ROANOKE TIMES

                         Roanoke Times
                 Copyright (c) 1995, Landmark Communications, Inc.

DATE: THURSDAY, January 23, 1992                   TAG: 9201230065
SECTION: NATIONAL/INTERNATIONAL                    PAGE: A3   EDITION: METRO  
SOURCE: Associated Press
DATELINE: DETROIT                                LENGTH: Short


SUICIDE HELPER ASKS FOR NATIONAL NETWORK

A physician who developed suicide machines and used them to assist three ailing women in killing themselves is proposing a nationwide network of doctors who could help people end their lives.

Dr. Jack Kevorkian outlines the plan in an article in Kevorkian February's American Journal of Forensic Psychiatry, a quarterly for psychiatrists who serve as expert witnesses in legal cases.

The 85-page issue is entirely devoted to the article, "A Fail-Safe Model For Justifiable Medically Assisted Suicide [Medicide]," and responses from 13 psychiatrists.

"He's an unusual thinker, a very avant-garde thinker. But a serious thinker," said Edward Miller, executive director of the journal based in Laguna Hills, Calif.

Miller said he learned of Kevorkian through reports of the three lethal-injection suicides in which the doctor assisted in Michigan.
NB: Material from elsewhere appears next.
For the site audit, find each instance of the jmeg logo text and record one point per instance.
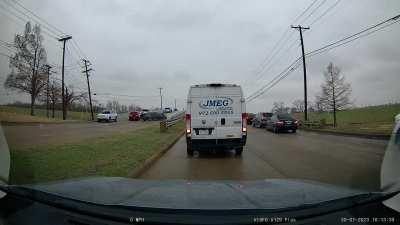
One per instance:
(212, 103)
Medical authorities suspended Kevorkian's license, and a grand jury is considering whether to charge him in the two most recent cases, in October. Michigan does not have a specific law against assisted suicides.

Kevorkian recommends establishing panels of suicide specialists, whom he would call "obitiatrists," who would review requests from people wishing to kill themselves.